Getting the commenter list of a root post. How hard can it be?

in lighthive10 months ago (edited)

Lighthive documentation

Today's requirement was getting the commenter list of a Hive Comment object. get_content RPC call has a field named children which indicate the comments made under the related Comment object.

Then, you have get_content_replies RPC call, which gives you the first level of comments of the given author/permlink.

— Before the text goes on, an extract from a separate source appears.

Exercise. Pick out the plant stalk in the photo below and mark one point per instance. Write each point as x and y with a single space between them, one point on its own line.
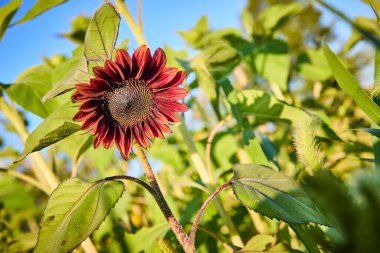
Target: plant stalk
172 220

So, basically, I can find out the all commenters of a post with this logic:

from lighthive.client import Client

def get_commenters(author, permlink, c=None):
    commenters = set()
    client = c or Client()
    replies = client.get_content_replies(author, permlink)
    if len(replies) == 0:
        return 0

    for reply in replies:
        if reply["children"] > 0:
            # only send a new request and fetch sub comments
            # if there is a child comment
            commenters = commenters | get_commenters(
                reply["author"], reply["permlink"], c=client)
    return commenters

The code looks great and works like a charm. Naaah, not really. It requires a lot of HTTP calls. They're not cheap. They directly affect the calculation time, they block the process, they slow down our app, they stress the public RPC nodes.

At this point, I remembered get_state call, but also remembered that it was/will be deprecated. I was about to handle this with an SQL query in HIVE, but I also thought that and peakd shows all comment tree just fine in a matter of seconds, so I've had a peak how PeakdNo pun intended gets the comment tree for each post.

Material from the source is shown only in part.